I went to visit my mother over the weekend, who resides in a house on a ridge outside the city limits, and I rummaged. Rummaging is rarely productive, but she has a large garage, a ‘library’ and a spare room that I like to pretend is mine which are all your run of the mill rummaging treasure troves, if you happen to value out-dated videogame systems and computer components, art supplies, Lego, pre-used notebooks, and, most of all, books. It is like playing Indiana Jones and the Temple of the Geeks where all the treasures are real.

It was while rummaging that I discovered boxes of notebooks, printouts and scraps that date back to 1998, and are best measured by the kilo. Among them were nearly two-dozen unfinished scripts and outlines for several more from that scriptwriting phase, copies of some of the incomplete short stories that became my current work in progress, one of them with a nearly identical title dating back to 2008, which I had apparently forgotten about. The point of this being that I managed to put my hands on what I can safely assume is cruising up on a million words, and nothing was finished. This is to say nothing of the unfinished works that I knew to be missing from this archive, much of which I was reminded of when I found a book-box full of painstakingly labelled external hard drives, zip disks, floppies and CDs. The box itself was simply labelled “Story Backups” in familiar scrawl.

Later, while lamenting my lack of focus, my mother asked how I can work on more than a couple of stories at a time and I showed her the database I had produced to keep track of my stories and the next tasks required on each. This cemented the case that my practices haven’t changed. There were seventy-nine stories in the database in various stages of incompletion, amounting to more than four hundred thousand words.

Isaac Asimov said, “When I feel difficulty coming on, I switch to another book I am writing.
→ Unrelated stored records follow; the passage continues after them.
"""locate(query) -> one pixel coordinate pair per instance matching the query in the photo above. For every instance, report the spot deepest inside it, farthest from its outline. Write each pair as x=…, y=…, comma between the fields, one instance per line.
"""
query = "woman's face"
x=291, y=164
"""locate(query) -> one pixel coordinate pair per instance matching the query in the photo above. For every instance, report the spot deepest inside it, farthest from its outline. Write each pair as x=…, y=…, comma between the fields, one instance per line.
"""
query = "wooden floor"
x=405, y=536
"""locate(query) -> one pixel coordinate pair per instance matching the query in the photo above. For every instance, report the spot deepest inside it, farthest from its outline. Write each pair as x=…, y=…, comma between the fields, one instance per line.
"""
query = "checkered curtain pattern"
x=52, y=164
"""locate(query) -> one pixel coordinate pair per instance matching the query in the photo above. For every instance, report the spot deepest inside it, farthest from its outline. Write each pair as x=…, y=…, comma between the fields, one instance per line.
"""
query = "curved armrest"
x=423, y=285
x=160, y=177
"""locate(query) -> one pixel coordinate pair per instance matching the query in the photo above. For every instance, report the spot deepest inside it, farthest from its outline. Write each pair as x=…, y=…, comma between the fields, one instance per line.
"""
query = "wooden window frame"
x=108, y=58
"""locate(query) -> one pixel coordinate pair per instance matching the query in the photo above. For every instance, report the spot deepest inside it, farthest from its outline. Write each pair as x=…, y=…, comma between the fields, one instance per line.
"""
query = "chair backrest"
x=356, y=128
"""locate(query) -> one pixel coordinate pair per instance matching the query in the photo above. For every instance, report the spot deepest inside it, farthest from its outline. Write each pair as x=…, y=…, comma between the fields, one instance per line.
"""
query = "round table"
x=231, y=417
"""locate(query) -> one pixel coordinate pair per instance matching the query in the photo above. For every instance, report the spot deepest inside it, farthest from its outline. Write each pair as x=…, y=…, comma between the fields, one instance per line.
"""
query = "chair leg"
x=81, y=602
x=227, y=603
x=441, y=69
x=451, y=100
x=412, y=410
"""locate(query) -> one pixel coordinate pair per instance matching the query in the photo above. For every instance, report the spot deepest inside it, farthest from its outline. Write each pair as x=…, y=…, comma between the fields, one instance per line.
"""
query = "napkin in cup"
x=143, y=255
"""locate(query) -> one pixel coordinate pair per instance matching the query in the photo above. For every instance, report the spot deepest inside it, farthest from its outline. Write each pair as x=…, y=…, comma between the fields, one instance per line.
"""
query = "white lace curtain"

When I get to the problem, my unconscious has solved it.” This is pretty much how I operate. Big edit looming? Go back to a sixteen year old story of which no copies currently exist. Can't resolve the ending satisfactorily? Write a scene about four Korean aunties who work in a fish shop playing Wii after work. Can't reconcile the newly rearranged plot points with the preexisting character development? Start knocking around a script from '02 with zombie breasts in it. Unfortunately, while I am in good company on this, my unconscious doesn’t seem to solve very much while I'm away, and I only recently started prioritising my projects so that they don't end up in boxes in the garage.

How much have I written without writing anything?